Like expansions of wild animal populations, tumor growth shows spatial diversity, with similar mutations clustering to the exclusion of other variants. The segregation is helped along by genetic drift, which is random fluctuations in the number of successive generations from a cancer cell line, and it might be limited by nutrient control. Studies by other researchers have shown that such genetic variety in tumors can produce faster cancer cell evolution and lead to more aggressive cells. These findings suggest that inclusion of evolutionary and ecological factors in cancer drug development is an important next step, Gore and colleagues offer in their opinion piece.

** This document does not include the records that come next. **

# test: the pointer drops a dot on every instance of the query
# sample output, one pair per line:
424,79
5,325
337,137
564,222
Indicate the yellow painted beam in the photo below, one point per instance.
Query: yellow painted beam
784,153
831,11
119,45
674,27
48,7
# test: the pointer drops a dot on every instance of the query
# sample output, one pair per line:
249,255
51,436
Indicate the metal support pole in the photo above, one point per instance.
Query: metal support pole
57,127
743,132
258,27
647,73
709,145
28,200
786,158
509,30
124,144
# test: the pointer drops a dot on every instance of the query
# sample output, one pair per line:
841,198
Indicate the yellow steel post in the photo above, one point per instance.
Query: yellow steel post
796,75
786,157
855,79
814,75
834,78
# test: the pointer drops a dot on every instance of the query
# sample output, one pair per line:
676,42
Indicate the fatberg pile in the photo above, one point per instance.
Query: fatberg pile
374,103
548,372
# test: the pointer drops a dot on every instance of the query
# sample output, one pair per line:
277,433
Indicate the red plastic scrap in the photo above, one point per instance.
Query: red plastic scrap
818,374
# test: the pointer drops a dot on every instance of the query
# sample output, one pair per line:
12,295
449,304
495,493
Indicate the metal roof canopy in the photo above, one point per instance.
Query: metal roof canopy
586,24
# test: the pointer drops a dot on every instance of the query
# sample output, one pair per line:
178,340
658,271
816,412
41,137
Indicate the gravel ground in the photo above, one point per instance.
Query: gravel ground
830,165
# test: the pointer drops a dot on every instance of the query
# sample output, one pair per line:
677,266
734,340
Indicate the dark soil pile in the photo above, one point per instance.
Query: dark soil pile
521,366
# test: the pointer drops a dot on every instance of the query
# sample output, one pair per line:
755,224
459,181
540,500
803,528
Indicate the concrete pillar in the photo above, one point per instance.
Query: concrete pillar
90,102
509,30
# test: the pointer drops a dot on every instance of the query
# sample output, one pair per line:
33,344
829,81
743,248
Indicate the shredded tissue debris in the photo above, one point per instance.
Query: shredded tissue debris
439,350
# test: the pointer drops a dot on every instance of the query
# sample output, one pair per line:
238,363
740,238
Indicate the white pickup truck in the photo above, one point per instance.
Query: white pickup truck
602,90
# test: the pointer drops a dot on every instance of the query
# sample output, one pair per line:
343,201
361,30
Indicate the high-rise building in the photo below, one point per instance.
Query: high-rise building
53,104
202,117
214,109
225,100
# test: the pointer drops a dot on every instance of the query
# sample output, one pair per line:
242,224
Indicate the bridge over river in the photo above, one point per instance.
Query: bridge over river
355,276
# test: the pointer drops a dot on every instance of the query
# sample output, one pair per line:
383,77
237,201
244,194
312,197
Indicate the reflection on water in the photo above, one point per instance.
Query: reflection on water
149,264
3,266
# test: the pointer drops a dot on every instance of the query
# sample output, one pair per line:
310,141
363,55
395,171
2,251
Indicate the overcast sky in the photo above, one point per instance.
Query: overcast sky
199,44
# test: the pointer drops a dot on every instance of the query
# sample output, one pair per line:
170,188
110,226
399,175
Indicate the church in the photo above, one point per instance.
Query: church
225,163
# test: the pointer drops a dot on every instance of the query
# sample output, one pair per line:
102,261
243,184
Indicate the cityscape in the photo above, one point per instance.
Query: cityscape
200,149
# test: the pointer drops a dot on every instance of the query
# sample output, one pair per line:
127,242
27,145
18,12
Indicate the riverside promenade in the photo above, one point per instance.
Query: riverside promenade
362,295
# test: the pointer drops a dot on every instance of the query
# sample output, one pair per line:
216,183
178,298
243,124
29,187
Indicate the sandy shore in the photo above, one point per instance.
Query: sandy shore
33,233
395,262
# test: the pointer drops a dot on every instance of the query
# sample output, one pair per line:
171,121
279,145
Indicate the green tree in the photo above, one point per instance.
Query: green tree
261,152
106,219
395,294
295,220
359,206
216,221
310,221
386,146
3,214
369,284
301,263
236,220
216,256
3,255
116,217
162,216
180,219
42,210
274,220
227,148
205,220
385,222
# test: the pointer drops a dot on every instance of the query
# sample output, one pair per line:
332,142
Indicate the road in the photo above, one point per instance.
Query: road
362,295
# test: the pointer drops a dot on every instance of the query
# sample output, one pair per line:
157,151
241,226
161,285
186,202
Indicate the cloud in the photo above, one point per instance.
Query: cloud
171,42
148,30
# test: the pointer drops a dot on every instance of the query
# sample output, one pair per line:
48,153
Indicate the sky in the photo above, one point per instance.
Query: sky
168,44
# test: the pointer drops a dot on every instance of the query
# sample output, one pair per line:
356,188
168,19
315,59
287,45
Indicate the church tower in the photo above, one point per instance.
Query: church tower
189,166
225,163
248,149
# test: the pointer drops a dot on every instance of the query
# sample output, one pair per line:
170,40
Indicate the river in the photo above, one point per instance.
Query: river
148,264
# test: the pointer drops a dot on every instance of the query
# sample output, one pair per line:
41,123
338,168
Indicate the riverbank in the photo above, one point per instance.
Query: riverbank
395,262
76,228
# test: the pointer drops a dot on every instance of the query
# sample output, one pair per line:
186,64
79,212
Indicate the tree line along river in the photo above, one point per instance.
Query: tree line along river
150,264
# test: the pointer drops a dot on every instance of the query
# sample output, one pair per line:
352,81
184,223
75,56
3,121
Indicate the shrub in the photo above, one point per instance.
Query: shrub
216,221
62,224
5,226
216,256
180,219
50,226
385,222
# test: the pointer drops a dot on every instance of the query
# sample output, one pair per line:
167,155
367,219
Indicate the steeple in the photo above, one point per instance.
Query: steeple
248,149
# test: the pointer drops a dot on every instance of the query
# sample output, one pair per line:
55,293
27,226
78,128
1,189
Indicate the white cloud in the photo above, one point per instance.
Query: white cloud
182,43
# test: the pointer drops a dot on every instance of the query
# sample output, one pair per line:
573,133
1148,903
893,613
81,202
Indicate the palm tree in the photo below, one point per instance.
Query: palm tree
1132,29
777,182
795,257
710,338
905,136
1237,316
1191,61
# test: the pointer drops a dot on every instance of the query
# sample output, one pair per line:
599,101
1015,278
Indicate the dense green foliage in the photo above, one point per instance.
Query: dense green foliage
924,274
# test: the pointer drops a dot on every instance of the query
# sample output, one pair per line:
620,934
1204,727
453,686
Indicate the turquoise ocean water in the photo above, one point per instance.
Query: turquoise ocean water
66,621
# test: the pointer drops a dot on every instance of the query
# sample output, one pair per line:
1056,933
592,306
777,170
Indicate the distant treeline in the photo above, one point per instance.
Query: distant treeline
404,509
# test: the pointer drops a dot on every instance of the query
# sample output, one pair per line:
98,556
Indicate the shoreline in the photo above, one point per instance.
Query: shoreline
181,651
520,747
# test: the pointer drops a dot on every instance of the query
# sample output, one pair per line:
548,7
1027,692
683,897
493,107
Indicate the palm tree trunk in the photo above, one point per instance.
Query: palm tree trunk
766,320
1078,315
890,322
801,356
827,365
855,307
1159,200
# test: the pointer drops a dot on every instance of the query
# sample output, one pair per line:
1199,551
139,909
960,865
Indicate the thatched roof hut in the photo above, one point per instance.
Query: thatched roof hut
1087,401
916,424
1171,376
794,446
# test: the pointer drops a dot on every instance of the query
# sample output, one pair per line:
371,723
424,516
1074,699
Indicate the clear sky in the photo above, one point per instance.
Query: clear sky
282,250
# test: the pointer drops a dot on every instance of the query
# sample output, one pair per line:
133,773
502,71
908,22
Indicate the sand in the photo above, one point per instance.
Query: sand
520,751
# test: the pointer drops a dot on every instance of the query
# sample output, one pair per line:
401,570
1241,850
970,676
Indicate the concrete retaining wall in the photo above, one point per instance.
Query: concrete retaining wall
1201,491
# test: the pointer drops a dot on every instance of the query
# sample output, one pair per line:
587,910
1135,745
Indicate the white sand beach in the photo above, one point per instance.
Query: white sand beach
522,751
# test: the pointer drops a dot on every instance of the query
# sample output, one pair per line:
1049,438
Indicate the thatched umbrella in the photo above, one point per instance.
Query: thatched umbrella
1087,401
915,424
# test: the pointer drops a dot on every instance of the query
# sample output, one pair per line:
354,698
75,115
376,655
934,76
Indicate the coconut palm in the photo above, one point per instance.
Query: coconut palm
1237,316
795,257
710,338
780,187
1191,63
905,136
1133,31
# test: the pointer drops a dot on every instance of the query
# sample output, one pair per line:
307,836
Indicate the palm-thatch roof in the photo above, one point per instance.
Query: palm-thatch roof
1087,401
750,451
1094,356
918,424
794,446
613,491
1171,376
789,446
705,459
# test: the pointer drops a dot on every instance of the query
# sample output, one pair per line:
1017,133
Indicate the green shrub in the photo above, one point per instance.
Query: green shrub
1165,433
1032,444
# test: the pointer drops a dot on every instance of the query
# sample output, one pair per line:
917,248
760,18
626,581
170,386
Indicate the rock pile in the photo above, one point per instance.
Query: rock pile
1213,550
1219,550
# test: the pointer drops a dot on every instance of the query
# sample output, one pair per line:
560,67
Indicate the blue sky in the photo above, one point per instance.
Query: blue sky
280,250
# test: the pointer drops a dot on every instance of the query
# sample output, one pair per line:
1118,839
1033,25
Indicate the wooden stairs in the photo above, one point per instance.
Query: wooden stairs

"The authors did a great job in summarizing a difficult topic and weaving together many different threads of research," says Dr. Robert A. Gatenby, chair of radiology at the Moffitt Cancer Center in Tampa, Fla. "It is likely that evolution represents the first principles of cancer, but it is important to recognize that cancer also has an ecology that causes spatial and temporal heterogeneity, which strongly affects therapeutic outcome. While the conceptual model of cancer as evolution is at least 50 years old, the full implications of this paradigm in cancer treatment and prevention are only now being realized. The biggest challenge now is moving from theory to practice and using evolutionary principles in cancer therapy."
Korolev, Xavier, and Gore suggest two techniques to address evolutionary dynamics and cancer cell line evolution in tumors: lineage tracing, which has been used to identify cancer stem cells, and methylation patterns of non-expressed genes. "It remains to be seen if lineage tracing, spatially resolved sequencing or other experimental techniques can fully characterize evolutionary and ecological dynamics within the tumor, thereby opening up possibilities for accurate modeling of tumor evolution and new treatment strategies," they say.
Gore's work is supported by an NIH New Innovator Award and an NSF CAREER Award. Gore is also a Pew Scholar, Allen Distinguished Investigator, and Sloan Research Fellow. Xavier's work is supported by grants from the National Cancer Institute and the National Institutes of Health.